Nanocircuits that adhere to any substrate
The research team, led by professor Xiaolin Zheng, claims the flexible circuitry can be used to create anything from paper-thin displays and solar cells to biomedical sensors that attach directly to the tissue being monitored.
"Devices can be transferred without sustaining any damage," said Zheng. "And the detachment process can be done at room temperature in just a few seconds."
The key to the novel process is depositing a sacrificial nickel layer atop a donor silicon wafer which has been pre-coated with insulating silicon dioxide. Next, a flexible polymer just 800 nanometers thick is deposited on the nickel, after which the nanowire circuitry is fabricated which can include field-effect transistors (FETs), diodes and resistors. Once the circuitry is finished, the wafer is submerged into water which detaches the nickel and the circuitry atop its polymer substrate.

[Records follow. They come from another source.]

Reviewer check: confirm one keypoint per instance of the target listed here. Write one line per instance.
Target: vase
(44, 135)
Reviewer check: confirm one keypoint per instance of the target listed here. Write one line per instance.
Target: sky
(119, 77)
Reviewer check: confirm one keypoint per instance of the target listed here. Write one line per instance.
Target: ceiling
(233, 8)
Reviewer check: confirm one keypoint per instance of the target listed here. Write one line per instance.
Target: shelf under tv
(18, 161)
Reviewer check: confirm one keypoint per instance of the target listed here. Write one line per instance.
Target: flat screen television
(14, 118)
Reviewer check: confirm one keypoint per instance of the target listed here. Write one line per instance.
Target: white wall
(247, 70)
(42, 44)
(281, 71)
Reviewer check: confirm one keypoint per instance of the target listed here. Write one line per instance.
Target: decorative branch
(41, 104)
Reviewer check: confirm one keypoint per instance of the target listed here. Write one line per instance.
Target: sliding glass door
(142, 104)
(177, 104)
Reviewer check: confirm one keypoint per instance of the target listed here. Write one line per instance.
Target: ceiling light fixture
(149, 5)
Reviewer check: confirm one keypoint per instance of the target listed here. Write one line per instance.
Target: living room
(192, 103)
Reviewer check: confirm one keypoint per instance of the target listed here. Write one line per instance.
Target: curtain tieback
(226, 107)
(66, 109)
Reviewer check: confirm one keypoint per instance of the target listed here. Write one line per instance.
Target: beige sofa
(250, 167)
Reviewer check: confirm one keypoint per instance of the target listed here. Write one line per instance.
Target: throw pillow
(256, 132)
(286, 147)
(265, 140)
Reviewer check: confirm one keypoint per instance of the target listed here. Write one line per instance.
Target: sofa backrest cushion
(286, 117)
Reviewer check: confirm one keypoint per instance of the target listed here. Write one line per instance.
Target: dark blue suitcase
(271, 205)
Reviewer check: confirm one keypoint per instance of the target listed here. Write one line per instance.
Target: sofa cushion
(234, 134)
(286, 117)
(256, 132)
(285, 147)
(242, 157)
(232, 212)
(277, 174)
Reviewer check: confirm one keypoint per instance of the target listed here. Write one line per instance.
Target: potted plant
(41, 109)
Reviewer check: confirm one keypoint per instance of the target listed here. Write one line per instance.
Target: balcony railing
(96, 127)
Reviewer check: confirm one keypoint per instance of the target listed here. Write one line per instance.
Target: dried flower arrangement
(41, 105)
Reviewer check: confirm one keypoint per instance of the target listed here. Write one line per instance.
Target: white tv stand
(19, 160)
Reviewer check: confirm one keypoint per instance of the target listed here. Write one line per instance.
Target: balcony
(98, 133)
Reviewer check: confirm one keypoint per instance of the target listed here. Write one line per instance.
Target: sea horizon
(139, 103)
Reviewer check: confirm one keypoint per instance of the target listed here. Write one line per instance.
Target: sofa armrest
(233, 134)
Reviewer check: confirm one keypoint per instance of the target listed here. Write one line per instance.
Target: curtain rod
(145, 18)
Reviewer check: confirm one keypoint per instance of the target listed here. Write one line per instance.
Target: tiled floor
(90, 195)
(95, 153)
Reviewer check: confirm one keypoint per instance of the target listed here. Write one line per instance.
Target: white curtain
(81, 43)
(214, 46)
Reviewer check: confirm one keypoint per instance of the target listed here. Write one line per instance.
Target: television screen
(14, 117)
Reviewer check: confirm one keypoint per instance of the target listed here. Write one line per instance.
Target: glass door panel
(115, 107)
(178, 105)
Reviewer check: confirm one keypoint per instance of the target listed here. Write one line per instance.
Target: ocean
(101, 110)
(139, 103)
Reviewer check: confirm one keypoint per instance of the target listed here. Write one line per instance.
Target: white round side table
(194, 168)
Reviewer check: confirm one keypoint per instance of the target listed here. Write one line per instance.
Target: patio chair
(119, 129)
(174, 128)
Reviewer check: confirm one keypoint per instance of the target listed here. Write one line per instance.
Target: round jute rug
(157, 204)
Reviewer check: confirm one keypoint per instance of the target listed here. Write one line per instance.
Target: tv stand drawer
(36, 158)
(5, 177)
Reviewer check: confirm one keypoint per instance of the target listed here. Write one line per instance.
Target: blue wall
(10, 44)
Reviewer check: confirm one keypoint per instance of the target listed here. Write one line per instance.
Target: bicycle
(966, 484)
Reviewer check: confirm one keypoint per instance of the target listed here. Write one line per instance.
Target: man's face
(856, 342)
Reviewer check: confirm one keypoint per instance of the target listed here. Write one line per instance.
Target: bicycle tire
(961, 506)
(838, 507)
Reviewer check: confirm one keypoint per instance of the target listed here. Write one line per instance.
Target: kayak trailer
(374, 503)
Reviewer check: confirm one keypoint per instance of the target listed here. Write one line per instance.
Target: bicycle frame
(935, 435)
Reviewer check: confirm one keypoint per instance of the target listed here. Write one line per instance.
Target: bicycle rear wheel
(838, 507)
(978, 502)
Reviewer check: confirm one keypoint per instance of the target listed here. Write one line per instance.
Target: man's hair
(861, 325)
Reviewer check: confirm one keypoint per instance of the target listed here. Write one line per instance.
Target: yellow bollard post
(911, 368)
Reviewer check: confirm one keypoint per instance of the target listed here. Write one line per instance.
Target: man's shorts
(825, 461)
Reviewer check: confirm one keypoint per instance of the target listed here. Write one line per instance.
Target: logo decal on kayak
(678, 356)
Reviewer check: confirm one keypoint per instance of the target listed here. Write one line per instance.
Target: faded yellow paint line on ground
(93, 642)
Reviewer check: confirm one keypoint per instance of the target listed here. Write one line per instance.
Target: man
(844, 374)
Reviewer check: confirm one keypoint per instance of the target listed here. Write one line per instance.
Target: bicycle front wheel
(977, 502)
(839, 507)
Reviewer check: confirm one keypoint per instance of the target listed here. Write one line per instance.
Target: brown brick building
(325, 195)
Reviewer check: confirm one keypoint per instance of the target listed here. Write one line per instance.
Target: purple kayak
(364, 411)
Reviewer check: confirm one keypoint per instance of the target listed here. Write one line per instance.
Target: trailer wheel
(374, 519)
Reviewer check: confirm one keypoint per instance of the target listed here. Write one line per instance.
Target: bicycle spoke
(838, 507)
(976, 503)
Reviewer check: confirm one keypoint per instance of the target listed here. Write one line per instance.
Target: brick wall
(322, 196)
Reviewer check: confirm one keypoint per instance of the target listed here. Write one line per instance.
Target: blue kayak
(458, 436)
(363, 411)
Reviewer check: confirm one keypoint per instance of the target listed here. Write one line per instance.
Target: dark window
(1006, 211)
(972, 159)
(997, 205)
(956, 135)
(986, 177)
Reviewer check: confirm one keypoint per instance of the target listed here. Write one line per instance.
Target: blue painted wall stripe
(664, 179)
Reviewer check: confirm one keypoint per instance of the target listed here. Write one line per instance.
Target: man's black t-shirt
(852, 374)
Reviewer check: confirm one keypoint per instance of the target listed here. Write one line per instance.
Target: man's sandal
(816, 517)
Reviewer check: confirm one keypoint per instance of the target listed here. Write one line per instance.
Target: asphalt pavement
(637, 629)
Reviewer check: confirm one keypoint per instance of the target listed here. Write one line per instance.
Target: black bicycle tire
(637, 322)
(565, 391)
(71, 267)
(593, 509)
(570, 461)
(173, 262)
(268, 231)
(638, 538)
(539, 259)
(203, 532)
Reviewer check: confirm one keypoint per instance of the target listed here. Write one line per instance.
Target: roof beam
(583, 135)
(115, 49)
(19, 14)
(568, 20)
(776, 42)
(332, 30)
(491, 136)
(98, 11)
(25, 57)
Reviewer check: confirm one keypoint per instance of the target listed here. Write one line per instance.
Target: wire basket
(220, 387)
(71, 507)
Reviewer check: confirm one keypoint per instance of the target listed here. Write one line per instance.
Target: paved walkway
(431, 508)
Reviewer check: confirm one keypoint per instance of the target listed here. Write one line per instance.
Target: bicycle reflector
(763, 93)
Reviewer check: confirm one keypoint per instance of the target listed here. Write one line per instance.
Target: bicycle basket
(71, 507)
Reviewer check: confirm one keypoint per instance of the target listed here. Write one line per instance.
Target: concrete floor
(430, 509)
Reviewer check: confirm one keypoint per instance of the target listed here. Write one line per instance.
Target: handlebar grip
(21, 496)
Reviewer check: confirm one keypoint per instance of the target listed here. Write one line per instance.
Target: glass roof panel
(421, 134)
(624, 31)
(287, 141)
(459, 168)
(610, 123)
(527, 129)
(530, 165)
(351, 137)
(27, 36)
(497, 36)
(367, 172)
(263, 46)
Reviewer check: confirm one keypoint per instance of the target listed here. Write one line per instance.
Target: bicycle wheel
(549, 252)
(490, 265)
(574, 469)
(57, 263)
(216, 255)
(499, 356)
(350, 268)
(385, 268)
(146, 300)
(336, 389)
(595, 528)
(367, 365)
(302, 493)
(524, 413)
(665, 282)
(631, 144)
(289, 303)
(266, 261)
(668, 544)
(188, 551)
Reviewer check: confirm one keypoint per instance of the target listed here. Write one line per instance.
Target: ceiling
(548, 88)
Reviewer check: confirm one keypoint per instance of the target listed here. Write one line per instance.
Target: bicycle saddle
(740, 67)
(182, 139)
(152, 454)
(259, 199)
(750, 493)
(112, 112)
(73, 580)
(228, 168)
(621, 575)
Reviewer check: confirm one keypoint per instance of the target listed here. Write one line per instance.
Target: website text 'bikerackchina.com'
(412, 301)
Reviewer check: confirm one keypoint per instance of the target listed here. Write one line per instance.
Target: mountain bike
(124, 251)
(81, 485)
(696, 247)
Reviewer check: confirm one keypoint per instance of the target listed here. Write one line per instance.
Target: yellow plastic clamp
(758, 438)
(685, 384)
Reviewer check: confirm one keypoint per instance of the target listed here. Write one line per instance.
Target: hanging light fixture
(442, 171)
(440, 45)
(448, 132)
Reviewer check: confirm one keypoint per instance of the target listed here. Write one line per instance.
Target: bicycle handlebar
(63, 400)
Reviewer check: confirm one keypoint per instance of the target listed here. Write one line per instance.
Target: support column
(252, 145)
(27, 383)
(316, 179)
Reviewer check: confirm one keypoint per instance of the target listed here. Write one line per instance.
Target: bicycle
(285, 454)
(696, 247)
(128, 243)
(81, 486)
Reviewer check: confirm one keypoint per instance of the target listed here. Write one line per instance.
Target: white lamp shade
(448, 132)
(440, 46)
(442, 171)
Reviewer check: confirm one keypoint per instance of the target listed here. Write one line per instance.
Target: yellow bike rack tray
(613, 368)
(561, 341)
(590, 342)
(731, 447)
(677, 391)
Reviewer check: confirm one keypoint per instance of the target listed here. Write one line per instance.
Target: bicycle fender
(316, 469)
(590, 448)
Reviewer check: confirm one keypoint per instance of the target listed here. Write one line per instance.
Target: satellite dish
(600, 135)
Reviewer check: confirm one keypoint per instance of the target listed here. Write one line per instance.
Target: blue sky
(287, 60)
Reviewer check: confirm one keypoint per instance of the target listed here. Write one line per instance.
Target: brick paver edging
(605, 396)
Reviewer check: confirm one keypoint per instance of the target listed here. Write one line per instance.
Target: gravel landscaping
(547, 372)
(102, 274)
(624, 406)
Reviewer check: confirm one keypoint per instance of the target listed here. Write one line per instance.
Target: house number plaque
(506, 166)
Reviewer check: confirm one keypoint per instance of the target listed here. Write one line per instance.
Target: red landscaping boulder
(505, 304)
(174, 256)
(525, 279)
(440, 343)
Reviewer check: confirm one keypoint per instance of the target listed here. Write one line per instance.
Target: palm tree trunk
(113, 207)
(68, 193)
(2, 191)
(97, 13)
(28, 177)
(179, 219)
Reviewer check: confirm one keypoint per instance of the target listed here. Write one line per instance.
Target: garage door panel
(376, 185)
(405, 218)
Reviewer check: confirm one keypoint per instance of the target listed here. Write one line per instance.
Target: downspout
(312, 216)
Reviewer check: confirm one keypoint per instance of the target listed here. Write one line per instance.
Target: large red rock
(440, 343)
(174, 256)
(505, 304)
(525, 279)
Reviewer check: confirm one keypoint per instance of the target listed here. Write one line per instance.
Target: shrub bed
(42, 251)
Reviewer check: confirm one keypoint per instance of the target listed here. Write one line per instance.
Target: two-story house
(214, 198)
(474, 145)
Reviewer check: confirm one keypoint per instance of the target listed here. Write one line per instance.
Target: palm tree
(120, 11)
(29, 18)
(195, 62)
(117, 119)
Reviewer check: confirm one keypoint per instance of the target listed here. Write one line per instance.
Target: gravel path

The whole assembly can then be transferred to nearly any target substrate including paper, plastic, glass or metal.
"The lift-off process only separates the nickel from the silicon wafer," said Zheng. "The nickel can be etched afterwards to leave the polymer only."
The silicon wafer is undamaged by the whole process, allowing it to be repeated over-and-over with the same wafer—the donor silicon wafer is merely recoated with nickel before each reuse.
The detached circuitry uses nanowires just two microns long, allowing circuits to be deposited on nearly any shaped target substrate without substantial damage from crimping. The circuits can also be detached and reused, such as for biological sensors deposited on tissue—like the heart—the later removed and reused with other patients.
Zheng performed the work with doctoral candidates Chi Hwan Lee and Dong Rip Kim.